Since we don't learn about it in school; or on the telly - or on Tik Tok? On purposes & principles ... & science.
(P.S. - always happy for input by those with greater expertise, so nudge me if I'm incorrect)
Are we taught such things? I don’t think so, that’s why I’m putting this here.
The release and deployment of technologies – biological weapons, anthropogenic emissions, surveillance technologies - arguably represents humanities most existential threat. The harm we see across nations now from the exponential rise in technologies produces states of chronic disease, mental illness and disability that arguably exceeds current climate related harm.
These risks are vastly underrepresented in modern media where anthropogenic risks predominantly revolve around carbon emissions.
Our laws never seem to get to the bottom of the issue. Our legislation somehow not hitting the ‘spot’ - so as to steward and protect health? It never seems appropriately anticipatory, our environment, our health and our freedoms appear in an increasingly precarious state.
Yet our laws, our regulatory hooks catch communities – through mass medicalisation, carbon guilt, anthropogenic pollution, chronic illness and surveillance. But they never seem to entrap big business. The contradictions are extensive. Individuals, small business and farming communities must downsize and comply to prevent pandemic and climate change calamities.
However - the projected compound annual growth rates (CAGR) for the biometrics, pharmaceutical chemicals, biotechnology, ready-to-eat and processed food market, identity verification solutions and services and chemicals are grandly impressive.
The projected profits far exceed growth rates, for say, a basic item that is understocked in most family homes - vegetables. Despite the kilometres travelled, the waste, and the offtarget harm of this commercial stuff. These corporations strategically lobby to increase market access. Increasingly public-private arrangements steward the public to use a product, - or be exposed to a product - on a daily or weekly, or monthly basis.
How can and should our governing laws act to protect ordinary Kiwis, to protect their health and protect the environment?
What we require is legislation that demands that officials and regulators actively work to protect health, protect civil society. But what we end up with, are drippy, weak laws - or stronger laws that are somehow eroded and fail to have any regulatory teeth.

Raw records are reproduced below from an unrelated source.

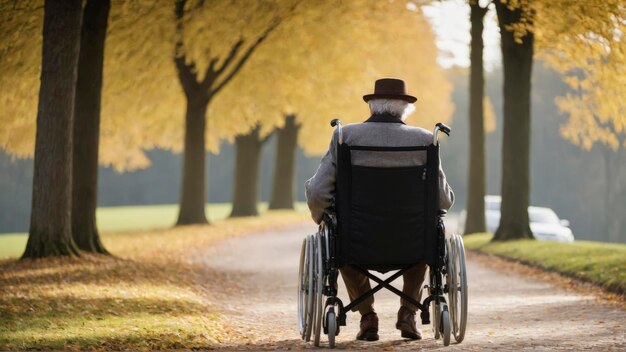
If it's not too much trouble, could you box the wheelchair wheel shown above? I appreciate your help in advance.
[298,238,308,339]
[448,234,468,343]
[313,233,325,346]
[298,235,314,342]
[326,307,337,348]
[441,304,452,346]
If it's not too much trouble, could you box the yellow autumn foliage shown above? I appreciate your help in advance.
[209,0,453,154]
[0,0,453,171]
[504,0,626,150]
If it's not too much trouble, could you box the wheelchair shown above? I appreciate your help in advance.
[298,119,468,348]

But when we fail to institute ethical norms, fail to fund independent science (and knowledge), and fail to resource inquisitorial regulators, we can’t know what is happening and we can’t adopt best practice. We produce a state of ignorance.
We can’t act on what we don’t know. This Substack briefly summarises why and how our laws seem to entrap people, but not big business.
DEMOCRATIC PURPOSES
Public officials (civil servants) get their power from the legislative statutes that grant them their power. The statutes, or Acts of course, are proposed and passed by Parliament.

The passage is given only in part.